Und nun die andere Seite ihres Daseins (das Dasein dieser logischen Sägemühlen hat nämlich eine „andere Seite“!): ihr Gefühlsleben, ihre Relation zu allen Geschenken des Lebens, zu Menschen, Natur, Gestaltungen der Kunst: da lächelt uns dann ernsthaft und wässrig die moralisch nuancierte Schlichtheit des Landpfarrers, die herzige Ahnungslosigkeit des Gänselieschens, die sentimentale Begrenztheit des Ladenschwengels und die impertinente Unduldsamkeit des Börsianers aus ihren bebrillten Angesichtern entgegen.
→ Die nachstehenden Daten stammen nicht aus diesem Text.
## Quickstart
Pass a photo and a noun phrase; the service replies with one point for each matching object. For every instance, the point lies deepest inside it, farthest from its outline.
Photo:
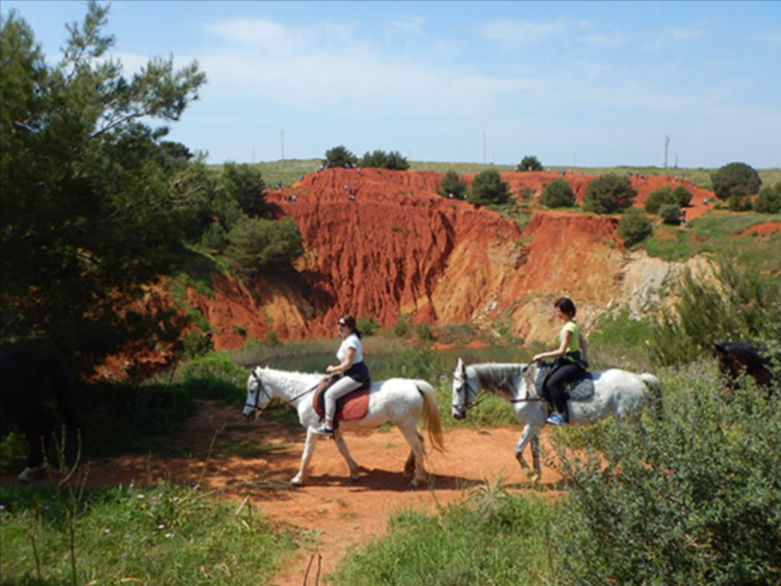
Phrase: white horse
(617, 392)
(399, 400)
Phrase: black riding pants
(555, 385)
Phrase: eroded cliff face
(380, 244)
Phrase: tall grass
(161, 534)
(490, 538)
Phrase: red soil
(341, 513)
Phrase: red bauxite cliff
(380, 244)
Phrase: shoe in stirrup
(556, 419)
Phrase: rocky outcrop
(382, 244)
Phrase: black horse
(737, 358)
(35, 398)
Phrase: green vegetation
(488, 188)
(634, 227)
(735, 180)
(382, 160)
(740, 304)
(609, 194)
(453, 186)
(718, 234)
(558, 194)
(529, 163)
(82, 171)
(159, 534)
(491, 538)
(339, 156)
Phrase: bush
(634, 227)
(682, 196)
(670, 213)
(257, 244)
(558, 194)
(609, 194)
(740, 303)
(488, 188)
(689, 498)
(529, 163)
(381, 160)
(769, 200)
(735, 179)
(339, 157)
(453, 185)
(657, 198)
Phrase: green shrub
(339, 156)
(452, 185)
(609, 194)
(683, 196)
(634, 227)
(740, 304)
(657, 198)
(160, 534)
(690, 498)
(670, 213)
(735, 179)
(558, 194)
(769, 200)
(529, 163)
(488, 188)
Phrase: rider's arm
(349, 358)
(561, 351)
(583, 347)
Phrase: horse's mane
(745, 352)
(494, 375)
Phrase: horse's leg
(309, 450)
(409, 465)
(339, 439)
(415, 442)
(36, 442)
(529, 435)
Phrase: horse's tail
(431, 419)
(654, 386)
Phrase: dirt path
(339, 513)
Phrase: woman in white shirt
(351, 372)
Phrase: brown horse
(35, 396)
(741, 358)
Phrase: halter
(468, 392)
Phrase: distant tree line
(97, 204)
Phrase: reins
(277, 405)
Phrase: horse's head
(258, 396)
(463, 392)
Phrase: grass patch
(162, 535)
(491, 538)
(717, 233)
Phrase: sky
(581, 84)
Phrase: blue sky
(585, 84)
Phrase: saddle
(352, 406)
(581, 388)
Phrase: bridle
(469, 394)
(469, 391)
(261, 389)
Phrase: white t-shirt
(351, 341)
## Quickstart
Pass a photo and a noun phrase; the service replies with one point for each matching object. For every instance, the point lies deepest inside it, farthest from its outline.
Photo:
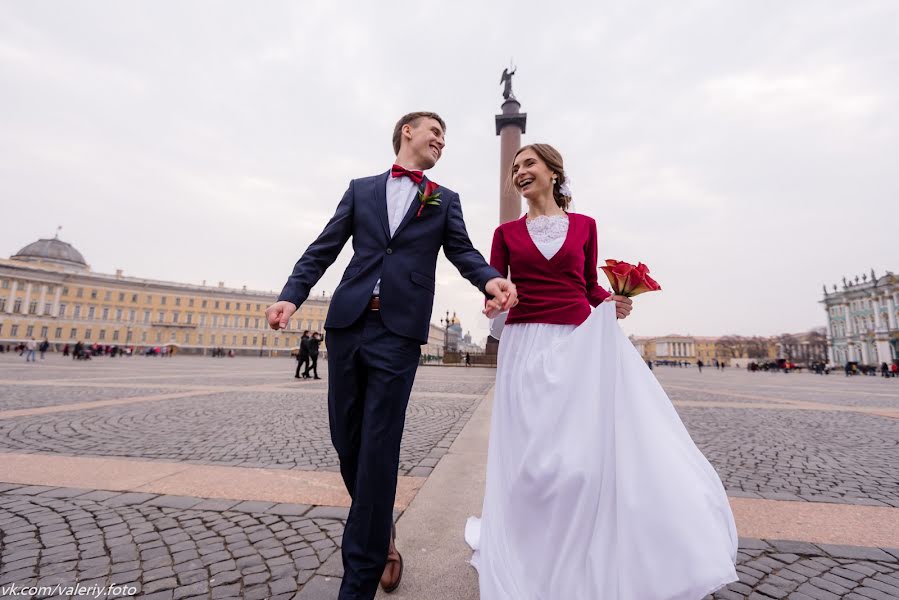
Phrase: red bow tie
(398, 171)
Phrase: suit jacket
(405, 263)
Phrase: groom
(379, 317)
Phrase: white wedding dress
(595, 490)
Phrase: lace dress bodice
(548, 233)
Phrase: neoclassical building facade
(862, 320)
(47, 290)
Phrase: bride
(595, 490)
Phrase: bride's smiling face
(531, 176)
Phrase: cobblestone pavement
(775, 569)
(179, 547)
(278, 428)
(182, 547)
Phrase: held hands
(279, 313)
(505, 296)
(623, 305)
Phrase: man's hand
(623, 305)
(503, 291)
(279, 313)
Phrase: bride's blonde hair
(552, 159)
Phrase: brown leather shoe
(393, 571)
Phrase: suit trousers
(370, 375)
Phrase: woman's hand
(623, 305)
(493, 309)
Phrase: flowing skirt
(595, 490)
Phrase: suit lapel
(413, 208)
(381, 202)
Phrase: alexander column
(509, 127)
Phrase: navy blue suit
(373, 355)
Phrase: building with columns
(862, 320)
(47, 290)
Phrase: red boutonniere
(628, 280)
(426, 195)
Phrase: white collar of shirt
(400, 193)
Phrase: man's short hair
(412, 119)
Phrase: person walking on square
(313, 343)
(594, 489)
(378, 319)
(303, 356)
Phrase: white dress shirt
(400, 194)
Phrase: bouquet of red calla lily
(628, 280)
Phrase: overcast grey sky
(746, 151)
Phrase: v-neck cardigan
(559, 290)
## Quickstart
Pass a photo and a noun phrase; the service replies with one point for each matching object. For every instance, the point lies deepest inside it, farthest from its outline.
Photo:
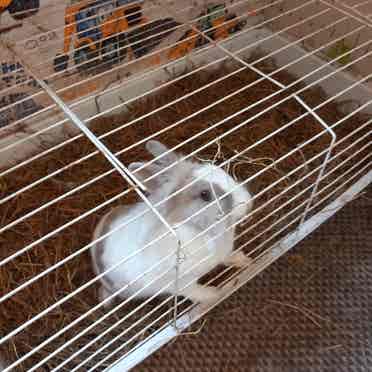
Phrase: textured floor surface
(310, 311)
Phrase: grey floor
(310, 311)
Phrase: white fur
(142, 262)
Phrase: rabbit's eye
(206, 195)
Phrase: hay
(59, 283)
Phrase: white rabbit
(132, 242)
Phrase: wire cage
(156, 156)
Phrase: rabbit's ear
(146, 172)
(157, 149)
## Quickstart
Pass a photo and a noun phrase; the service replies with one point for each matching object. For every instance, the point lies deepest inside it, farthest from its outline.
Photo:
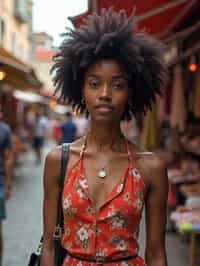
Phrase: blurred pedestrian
(68, 129)
(109, 71)
(40, 131)
(82, 125)
(6, 169)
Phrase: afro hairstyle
(110, 35)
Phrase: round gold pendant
(102, 173)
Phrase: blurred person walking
(6, 168)
(68, 129)
(39, 136)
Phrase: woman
(108, 71)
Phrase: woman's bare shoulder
(52, 162)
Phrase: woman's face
(105, 91)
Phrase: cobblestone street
(23, 226)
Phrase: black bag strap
(59, 222)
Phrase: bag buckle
(99, 260)
(57, 233)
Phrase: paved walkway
(23, 226)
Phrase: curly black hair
(111, 35)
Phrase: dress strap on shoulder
(83, 148)
(130, 156)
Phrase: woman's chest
(125, 196)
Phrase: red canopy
(158, 17)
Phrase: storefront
(15, 75)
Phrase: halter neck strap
(83, 148)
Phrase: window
(13, 43)
(2, 31)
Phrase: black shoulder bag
(59, 251)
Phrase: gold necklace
(102, 173)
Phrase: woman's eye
(119, 86)
(93, 84)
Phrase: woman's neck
(105, 137)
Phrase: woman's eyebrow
(118, 77)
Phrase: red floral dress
(110, 233)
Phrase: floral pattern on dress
(113, 230)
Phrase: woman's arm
(50, 204)
(156, 204)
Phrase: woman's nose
(105, 92)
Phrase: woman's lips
(104, 109)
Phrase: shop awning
(158, 17)
(18, 74)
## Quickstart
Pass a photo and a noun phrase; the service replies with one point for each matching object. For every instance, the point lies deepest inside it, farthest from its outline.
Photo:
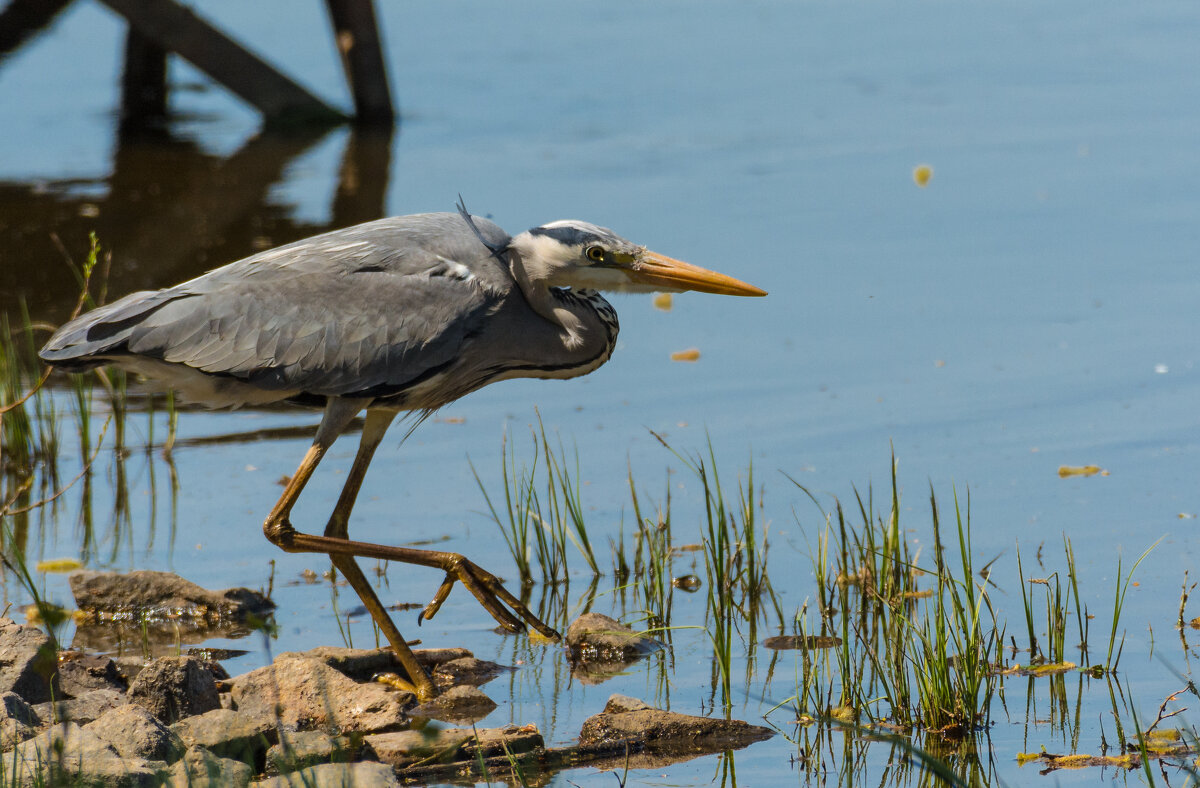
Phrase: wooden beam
(357, 36)
(143, 82)
(179, 30)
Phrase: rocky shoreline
(329, 716)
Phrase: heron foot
(491, 594)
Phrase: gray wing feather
(363, 310)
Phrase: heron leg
(280, 531)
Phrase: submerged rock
(450, 745)
(175, 687)
(603, 647)
(147, 595)
(462, 704)
(467, 671)
(628, 721)
(28, 662)
(304, 695)
(363, 663)
(336, 775)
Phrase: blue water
(1033, 306)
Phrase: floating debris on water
(689, 583)
(59, 565)
(1081, 470)
(802, 642)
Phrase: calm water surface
(1033, 306)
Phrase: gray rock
(79, 673)
(28, 662)
(175, 687)
(623, 722)
(19, 721)
(84, 709)
(147, 595)
(403, 749)
(67, 755)
(363, 663)
(463, 704)
(201, 769)
(601, 648)
(306, 695)
(311, 747)
(227, 734)
(13, 707)
(594, 636)
(336, 775)
(136, 733)
(467, 671)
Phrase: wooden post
(357, 37)
(143, 82)
(179, 30)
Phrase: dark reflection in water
(171, 210)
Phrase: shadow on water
(169, 210)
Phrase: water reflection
(171, 210)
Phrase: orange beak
(658, 270)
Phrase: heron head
(580, 254)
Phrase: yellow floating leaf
(394, 680)
(59, 565)
(844, 714)
(538, 638)
(1081, 470)
(1051, 668)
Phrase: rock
(130, 667)
(79, 673)
(311, 747)
(201, 769)
(463, 704)
(335, 775)
(19, 721)
(28, 662)
(467, 671)
(175, 687)
(597, 637)
(601, 647)
(136, 733)
(621, 703)
(67, 755)
(309, 695)
(623, 722)
(227, 734)
(363, 663)
(147, 595)
(82, 710)
(406, 747)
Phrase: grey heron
(399, 314)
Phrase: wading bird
(400, 314)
Das sind dann die Herrschaften, denen, trotz jahrzehntelanger Beschäftigung mit den Schriften der Denkhelden, die anthropologischen Typen Forschungsreisender oder Sozialpolitikus oder treuer Beamter... Gipfel der Menschheit bedeuten; denen ein Bierscherz Fritz Reuters, ein Kapitel vom Camenzindischen Seichpeter, der vollzählig ausgestirnte Nachthimmel oder ein mäßig gemaltes Stück Odenwald mit Kühen... Gipfel des Geistes und der Schönheit sind... Es ist der extreme Flügel des Intellektualismus, der in seiner Taktik gegen das Erlesene eng berührt mit der äußersten Nichtintellektualität, mit den Bäurischen und den Bourgeois. Trotz der Stilreinheit, die ihm die raffiniert-einseitige Ausbildung des Verstandesmechanismus verschafft, ist er von „Kultur“ so unermeßlich weit entfernt, durch unüberbrückbare Klüfte von ihr getrennt - dieser Geist der deutschen Professorenphilosophie, diese unbeseelte Phalanx der Nur -Begrifflichen, der Hottentotten der reinen Vernunft. Aber ebenso kulturfeindlich ist die Gegengattung: der deutsche „Dandy“...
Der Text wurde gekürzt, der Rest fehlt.